It is known as the TyK program, the stenographic name for the Two-year Kindergarten, also known as transitional kindergarten, program.
It’s the latest educational trend born out of the Kindergarten Readiness Act which is the result of California’s SB 1381.
Some school districts in California such as Los Angeles launched TyK as a pilot program last year, with others such as Manteca Unified planning to get it going at the start of the 2112-13 school year in the fall.
But it was “dead in the water,” as Superintendent Jason Messer described it at the Board of Education’s regular meeting on Tuesday, before it even had a chance to be officially launched. There was no money to get it started as planned because the state, which is drowning in a $25 billion-plus budget deficit, does not have the money to get it funded.
The school district, in its web site, gives the following explanation as to what the TyK program is all about:
“Students with fall birthdays are often not developmentally ready (academically, emotionally and socially) for the rigors of today’s Kindergarten. With the demands of California’s Content Standards, our students may need additional time to adjust to what is expected in Kindergarten. The Two-year Kindergarten program gives these students ‘the gift of time’ to develop the social, emotional, and academic skills necessary to build self-confidence and achieve success in school and in the future.”
Under the program instituted by Manteca Unified, TyK will be taught by credentialed teachers “using modified curriculum that exposes children to the Kindergarten core standards.” The children in TyK will then continue on to Kindergarten for the second year.
As soon as a child is registered for kindergarten, anyone who is born between Nov. 2 and Dec. 2 are automatically enrolled in the district’s TyK program.
The web site goes on to explain that “other children with summer and fall birthdates may also be eligible to enroll” and that “an entry level assessment will be used for these children to assist in determining appropriate placement.”

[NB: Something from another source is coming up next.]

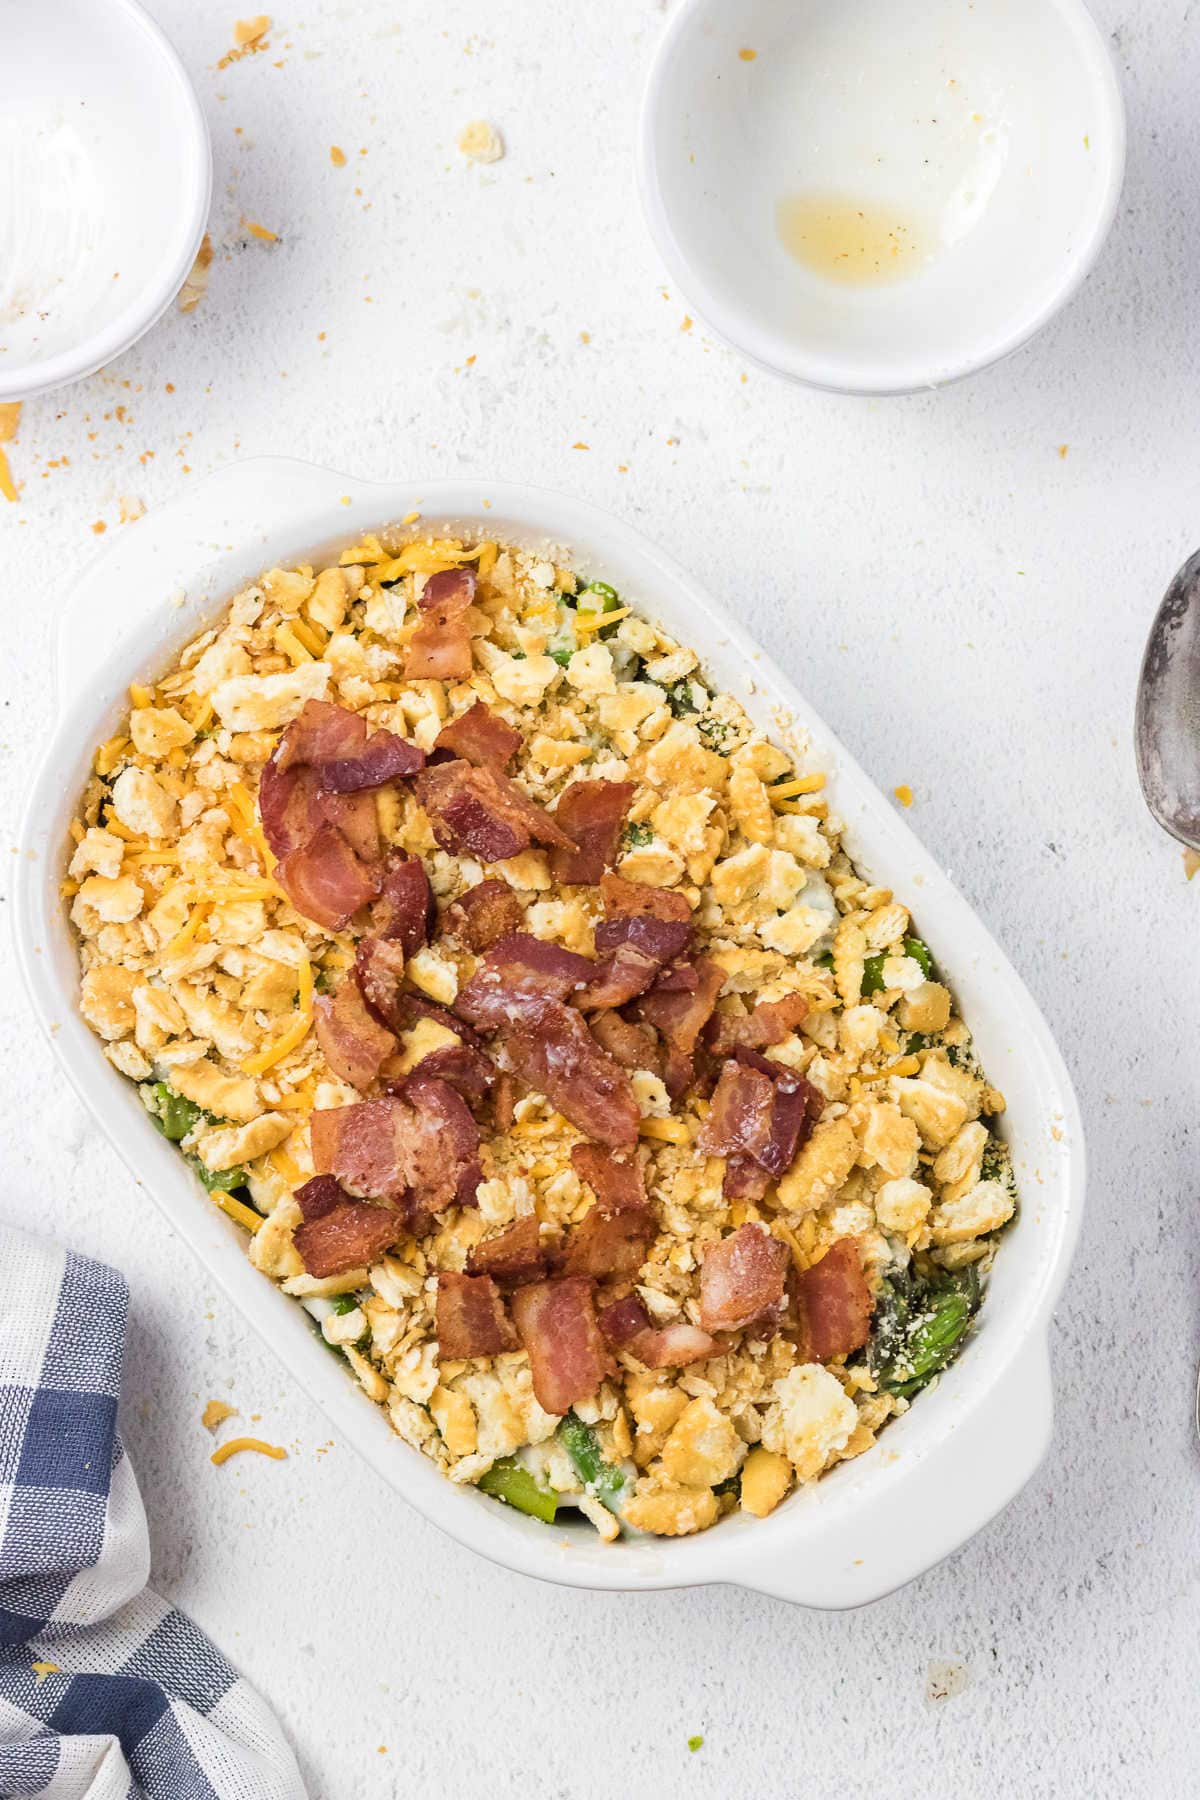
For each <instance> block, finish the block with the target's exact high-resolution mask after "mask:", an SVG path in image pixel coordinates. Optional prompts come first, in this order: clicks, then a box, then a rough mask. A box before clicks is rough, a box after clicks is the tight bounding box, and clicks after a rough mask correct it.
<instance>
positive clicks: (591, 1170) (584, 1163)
mask: <svg viewBox="0 0 1200 1800" xmlns="http://www.w3.org/2000/svg"><path fill="white" fill-rule="evenodd" d="M570 1161H572V1166H574V1170H576V1175H579V1181H587V1184H588V1188H590V1190H592V1193H594V1195H596V1199H597V1201H599V1204H601V1206H603V1210H604V1211H606V1213H621V1211H626V1210H630V1208H640V1206H646V1183H644V1181H642V1165H640V1163H639V1161H637V1159H635V1157H630V1159H626V1157H621V1156H613V1154H612V1152H610V1150H601V1147H599V1145H597V1143H576V1145H572V1148H570Z"/></svg>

While the TyK program may be dead in the water for now due to budget constraints, a steering committee made up of school district officials decided on a combo-class as an alternative. That decision involves having combination classes of transitional and regular kindergarten students at all schools in the school district beginning with the 2012-13 school year.
Kindergarten teachers such as Andrew Anderson of Stella Brockman School and many parents were critical of the steering committee’s decision to have combo-classes. They were also highly critical of the way the district established the steering committee with only school district officials as members who made the decision without any participation and input from the teachers who will be directly impacted by that curriculum change. About 35 concerned parents and teachers were present at the district meeting on Tuesday, several of whom including Anderson addressed the board.
Some of the parents and teachers also attended the steering committee’s meeting on Thursday. Members of the committee used that opportunity to explain to the teachers and parents how they arrived at their decision to institute the combo-classes. It was also agreed at that meeting that should the state funding for the transitional kindergarten program be returned, the steering committee will include the teachers in the discussions, said Anderson who was among those who were at the meeting.
“Everything is put on hold at this point. There will be no more (steering) committee meeting” until there is a development in the funding issue for the program, Anderson said.
An online survey of kindergarten teachers outlined the reasons why they don’t think the kindergarten combo-classes will not work. They said they believe that the classes will be “very hard to teach,” that the “quality of the program offered to the transitional kindergarten children will suffer and not be effective or appropriate as a straight transitional kindergarten class,” and that “having the youngest, most immature students concentrated in this combo-class will make it more difficult to teach the regular kindergarten students to read.”